Maria sucht den Leichnam. Sie kehrt ans Grab zurück, weil ihr das leere Grab keine Ruhe lässt. Sie hängt an den sterblichen Überresten des von ihr Verehrten. Und wer will ihr das verdenken? Wir suchen ja auch die Gräber unserer Lieben auf, weil wir uns dort, wo ihr Leichnam ruht, ihnen näher und enger verbunden fühlen. Körper sind wichtig. Am Körper hängt die Identität. Körper machen uns unverwechselbar und einmalig. Wie schlimm ist es für Angehörige, wenn sie keinen Ort haben, wo sie um einen Verstorbenen trauern können! Von vielen Gefallenen der Kriege gibt es keine Grabstätte. Damit es wenigstens einen Ort der Erinnerung gibt, hängt hinten in unserer Kirche eine Tafel mit ihren Namen. Bis heute, 68 Jahre nach Kriegsende, stehen dort oft Blumen in Erinnerung an die Gefallenen. Wenigstens hier soll ihrer gedacht werden, wenn schon ihr Grab unbekannt oder tausende Kilometer entfernt ist.

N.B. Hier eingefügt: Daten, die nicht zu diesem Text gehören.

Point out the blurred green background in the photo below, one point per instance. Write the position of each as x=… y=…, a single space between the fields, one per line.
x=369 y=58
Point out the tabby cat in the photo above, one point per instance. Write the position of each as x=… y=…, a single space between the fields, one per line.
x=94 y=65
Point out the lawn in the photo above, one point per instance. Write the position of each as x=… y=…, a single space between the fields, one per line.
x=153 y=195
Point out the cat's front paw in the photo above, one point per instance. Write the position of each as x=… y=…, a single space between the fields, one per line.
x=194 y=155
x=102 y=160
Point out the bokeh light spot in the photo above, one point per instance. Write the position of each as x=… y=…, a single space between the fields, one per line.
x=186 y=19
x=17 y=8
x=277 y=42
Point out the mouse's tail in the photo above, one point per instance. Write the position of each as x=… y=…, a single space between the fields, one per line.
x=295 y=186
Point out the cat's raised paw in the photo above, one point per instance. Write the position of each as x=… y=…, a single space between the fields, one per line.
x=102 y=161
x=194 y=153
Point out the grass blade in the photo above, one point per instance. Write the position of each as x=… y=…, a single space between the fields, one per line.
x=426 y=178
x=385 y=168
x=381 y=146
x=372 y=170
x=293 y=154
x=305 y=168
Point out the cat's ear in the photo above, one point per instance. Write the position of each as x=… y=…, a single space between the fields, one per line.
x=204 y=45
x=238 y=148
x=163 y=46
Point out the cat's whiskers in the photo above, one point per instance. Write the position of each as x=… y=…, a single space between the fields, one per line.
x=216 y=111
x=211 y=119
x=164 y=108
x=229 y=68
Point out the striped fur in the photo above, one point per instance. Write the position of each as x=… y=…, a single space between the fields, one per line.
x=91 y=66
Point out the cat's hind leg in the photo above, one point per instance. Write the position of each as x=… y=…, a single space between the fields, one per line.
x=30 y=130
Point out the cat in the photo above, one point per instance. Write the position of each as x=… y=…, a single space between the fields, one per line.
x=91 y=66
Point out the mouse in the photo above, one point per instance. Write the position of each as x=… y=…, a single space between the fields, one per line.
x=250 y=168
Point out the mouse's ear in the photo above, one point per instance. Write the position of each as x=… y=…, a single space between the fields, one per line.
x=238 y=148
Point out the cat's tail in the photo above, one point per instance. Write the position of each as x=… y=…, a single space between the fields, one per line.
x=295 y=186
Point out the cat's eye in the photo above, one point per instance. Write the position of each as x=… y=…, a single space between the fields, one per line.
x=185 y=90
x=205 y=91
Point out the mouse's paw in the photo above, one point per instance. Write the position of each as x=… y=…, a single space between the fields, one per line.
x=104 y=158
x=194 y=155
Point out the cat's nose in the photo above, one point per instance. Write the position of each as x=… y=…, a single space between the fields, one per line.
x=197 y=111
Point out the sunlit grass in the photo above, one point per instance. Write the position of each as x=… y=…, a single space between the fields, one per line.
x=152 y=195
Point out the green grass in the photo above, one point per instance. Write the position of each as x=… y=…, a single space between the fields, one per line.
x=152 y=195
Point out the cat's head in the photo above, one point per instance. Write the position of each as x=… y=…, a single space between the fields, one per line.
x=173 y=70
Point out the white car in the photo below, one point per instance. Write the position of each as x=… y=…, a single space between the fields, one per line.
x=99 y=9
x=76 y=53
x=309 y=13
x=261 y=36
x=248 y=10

Michael Ende lässt in der Unendlichen Geschichte den Helden Bastian mit einem Schiff durch ein Nebelmeer fahren. Die Nebelschiffer beeindrucken ihn, sie sind eine enge Gemeinschaft, unablässig führen sie einen gemeinsamen Tanz und ein wortloses Lied auf. Die Nebelfischer streiten nicht, weil sich keiner als einzelner fühlt. Ganz mühelos herrscht Harmonie zwischen ihnen. Wie problematisch diese Harmonie ist, merkt Bastian erst, als eine Nebelkrähe einen der Nebelschiffer packt und davonträgt. Zwar erschrecken die Nebelfischer kurz, doch sobald der Vogel mit seiner Beute verschwunden ist, beginnen sie wieder ihren Tanz. Weil sie alle gleich sind, vermissen sie den Geraubten nicht. Bei den Nebelschiffern gibt es keine Individualität, es gibt keine Klage, es gibt keinen Ort der Trauer. Niemand erinnert sich.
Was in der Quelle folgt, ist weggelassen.